Features

Amid mixed emotions, AIDS quilt leaves S.F.

The Associated Press
Saturday March 31, 2001

SAN FRANCISCO — Here in the city where so many have died from what at first was known as “the gay disease,” some say the move of the AIDS Memorial Quilt to Atlanta is like another loss in their family. 

But the quilt’s founder says it can be a stronger force for change in the South, since infections among blacks are rising sharply. 

“The power of the quilt is not limited to serving the gay community,” said Cleve Jones, who stitched the first panel in 1987 to remember his best friend. 

More than 40,000 quilt panels are dedicated to 80,000 people who have died from AIDS. In a farewell ceremony Friday, the final 12 foot by 12 foot section will be folded and sent to Atlanta. The NAMES Project Foundation, keeper of the quilt, is moving its offices to Washington. 

And while the move is a happy event for those accepting it in Atlanta, many here say the 54-ton canvas is a a symbol that belongs in its birthplace. 

“I think it’s better for me not to be there, because I would just cry my eyes out,” said Felicia Elizondo, an HIV-positive transgender woman who has sewn nearly 60 panels since 1988. “It’s just like any unfolding of the AIDS Memorial Quilt, it’s sad.
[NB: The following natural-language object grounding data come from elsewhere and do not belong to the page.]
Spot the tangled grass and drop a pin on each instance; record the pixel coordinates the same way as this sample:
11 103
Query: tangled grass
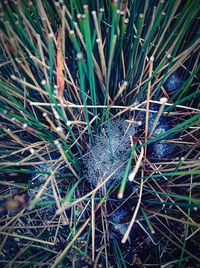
99 137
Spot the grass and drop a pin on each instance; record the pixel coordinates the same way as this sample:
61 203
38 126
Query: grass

It’s all those people who have died. I think my heart would just fall to the ground if I saw the last panel leaving.” 

But it has a purpose in going to Atlanta: Although HIV infection numbers are again rising in gay communities nationwide, the disease also is striking other groups. “The epidemic has really changed and grown to African American and Hispanic communities,” Jones said. 

The quilt’s power in educating and preventing new infections should follow that shift, despite the memorial’s long history in San Francisco, Jones said. 

“At this point, I think strategy is more important than sentiment,” he added. 

The idea for the quilt originated when Jones attended a 1985 candlelight memorial march for former San Francisco Mayor George Moscone and openly gay supervisor Harvey Milk. The two politicians were gunned down by former supervisor Dan White in 1978. 

AIDS was beginning to take its toll on the city’s gay population and Jones felt the need to keep their memories alive. The newspapers were brimming with obituaries of AIDS victims. 

“I knew almost every one of them. They were friends. They were neighbors,” Jones said. 

He handed out cardboard squares and felt-tip markers to those in attendance at the memorial, urging them to jot down something about a loved one lost to AIDS. The crowd responded, and then pasted the cardboard panels on a downtown health services building, covering the outer wall with their words and drawings. 

Jones mentioned to a friend that the panels looked like a quilt – and the memorial movement was born. “The power of the quilt is not limited to serving the gay community,” Jones said. In Atlanta, the quilt will be housed in a secure, climate-controlled warehouse in the Inman Park community.